Nirvana tiba di sebuah desa yang cukup padat. Letaknya berdekatan dengan kota Juno. Kota Juno berada disebelah utara dari Geffenia. Jarak antara Geffenia menuju kota Juno sangat jauh. Sama saja menempuh lima kota dalam sekali perjalanan. Nirvana pun turun dari hipogriffin.
Nirvana lagi berada di kadipaten Vilenchia utara.
"Kita sampai di desa Anvile kak!" Anna menatap Nirvana, seolah memastikan apa benar disini.
"Ya." Nirvana nampak lelah.
"Alamatnya disini kan, di desa ini bukan?" Anna memastikan.

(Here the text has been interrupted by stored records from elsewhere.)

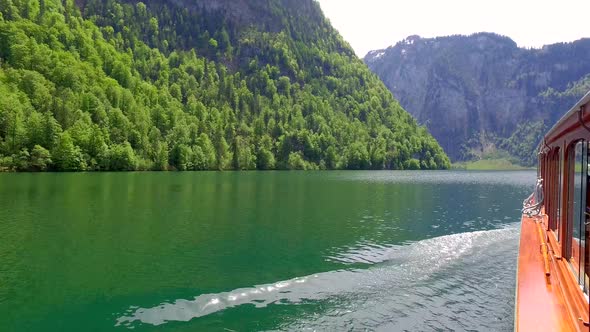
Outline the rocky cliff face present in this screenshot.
[364,33,590,164]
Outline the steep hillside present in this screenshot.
[364,33,590,165]
[0,0,449,170]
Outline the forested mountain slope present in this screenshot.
[364,33,590,166]
[0,0,449,170]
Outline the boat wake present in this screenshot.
[115,225,518,330]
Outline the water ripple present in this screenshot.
[115,226,518,331]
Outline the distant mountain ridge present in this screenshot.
[364,33,590,166]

"Benar kok," balas Nirvana.
"Perjalanan tadi panjang banget. Seharusnya cari tempat istirahat. Jangan pulang sekarang, soalnya selain lelah sampai Geffenia pasti kemalaman sekali. Kita pulangnya besok saja ya." Bujuk Anna.
Tentu disana ada semacam tempat penitipan hewan tunggangan.
Anvile village.
Desa tanpa dikelilingi dinding kayu ataupun batu. Tanahnya tak datar, dengan bagian menanjak pada sisi yang perbatasan dengan kota Juno. Sejak tiba di gerbang depan desa, pegunungan tinggi terlihat. Itulah pegunungan tempat kota Juno. Ada dua tiga gunung, dua gunung itu merupakan distrik dari kota Juno yang terbagi dua. Tiap distrik akan terhubung dengan jembatan besar yang menghubungkan gunung.

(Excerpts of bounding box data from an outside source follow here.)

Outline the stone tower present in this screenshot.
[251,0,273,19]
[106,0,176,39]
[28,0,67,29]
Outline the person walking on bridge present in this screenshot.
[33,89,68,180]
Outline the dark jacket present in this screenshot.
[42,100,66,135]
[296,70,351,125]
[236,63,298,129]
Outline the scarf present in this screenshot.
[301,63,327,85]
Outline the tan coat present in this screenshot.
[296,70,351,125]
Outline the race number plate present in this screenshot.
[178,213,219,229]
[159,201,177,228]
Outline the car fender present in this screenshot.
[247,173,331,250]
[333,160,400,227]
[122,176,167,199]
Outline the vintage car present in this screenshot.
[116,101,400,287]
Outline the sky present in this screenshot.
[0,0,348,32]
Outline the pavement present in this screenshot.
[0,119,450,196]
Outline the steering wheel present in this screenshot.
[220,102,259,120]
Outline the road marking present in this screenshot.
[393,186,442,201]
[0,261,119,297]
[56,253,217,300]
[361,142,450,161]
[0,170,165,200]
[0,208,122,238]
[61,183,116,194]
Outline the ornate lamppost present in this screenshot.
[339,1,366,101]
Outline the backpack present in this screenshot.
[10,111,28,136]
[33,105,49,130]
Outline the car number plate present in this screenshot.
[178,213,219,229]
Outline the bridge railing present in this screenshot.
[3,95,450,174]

Satu gunung lainnya yaitu wilayah pertambangan pemerintah.
Gerbang depan desa Anvile sendiri mengarah ke Geffenia. Sementara gerbang belakang mengarah ke kota Juno. Dengan struktur tanah makin meninggi seiring perjalanan ke kota Juno. Untuk sarana pengangkut tambang, digunakan airship mesin uap, berbahan bakar batu bara.

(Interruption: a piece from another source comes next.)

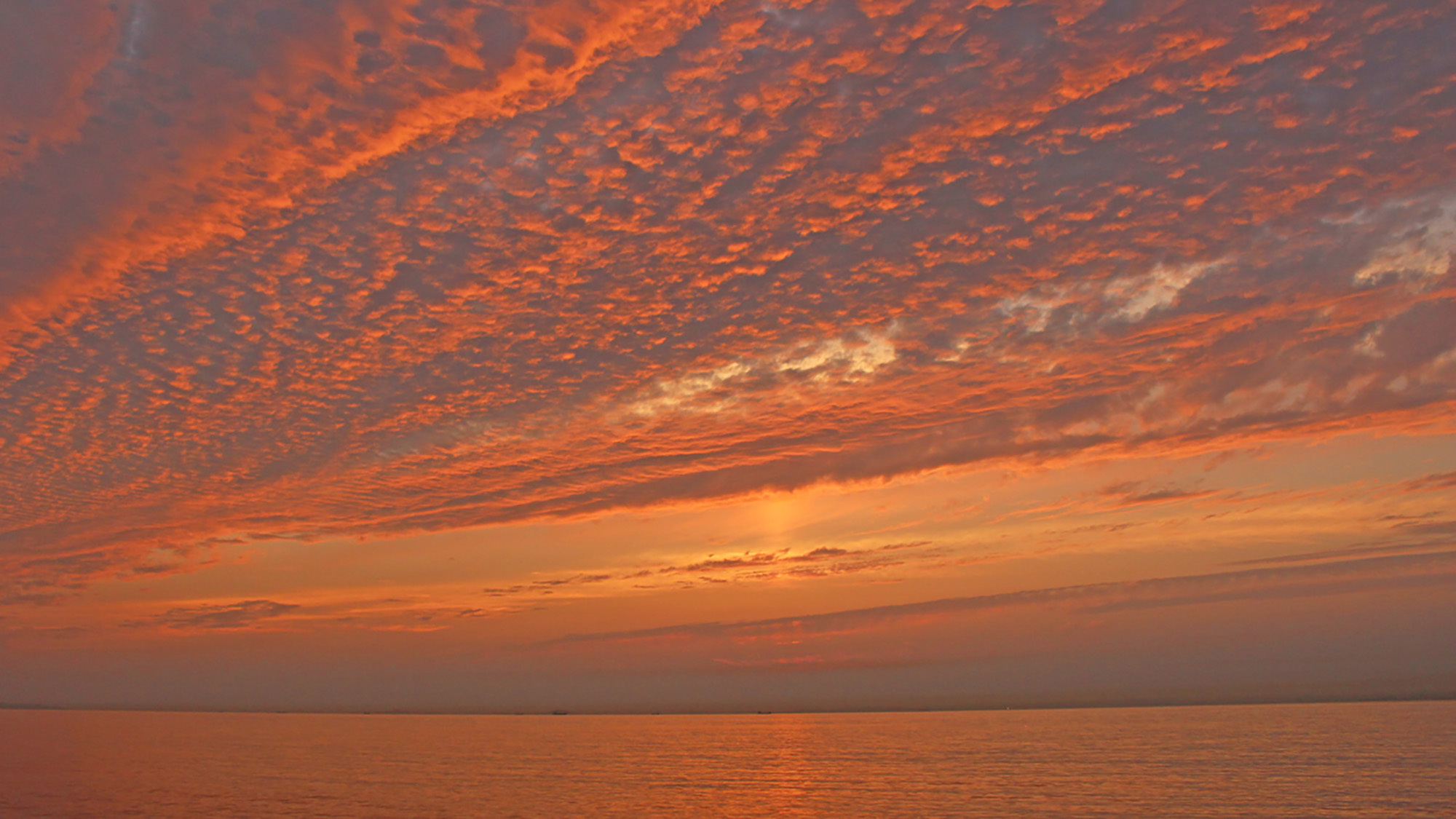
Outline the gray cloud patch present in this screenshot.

Nirvana berdiri di depan bangunan kandang kayu besar. Inilah tempat penitipan hewan tunggangan, dari mulai naga darat, unggas darat, hipogriffin. Hewan sekelas Griffin ataupun wyvern punya tempat khusus tersendiri. Karena mereka tergolong tunggangan kelas berat.
Nirvana masih berdiri disana. Tak lama munculah Anna, keluar dari tempat penitipan tunggangan.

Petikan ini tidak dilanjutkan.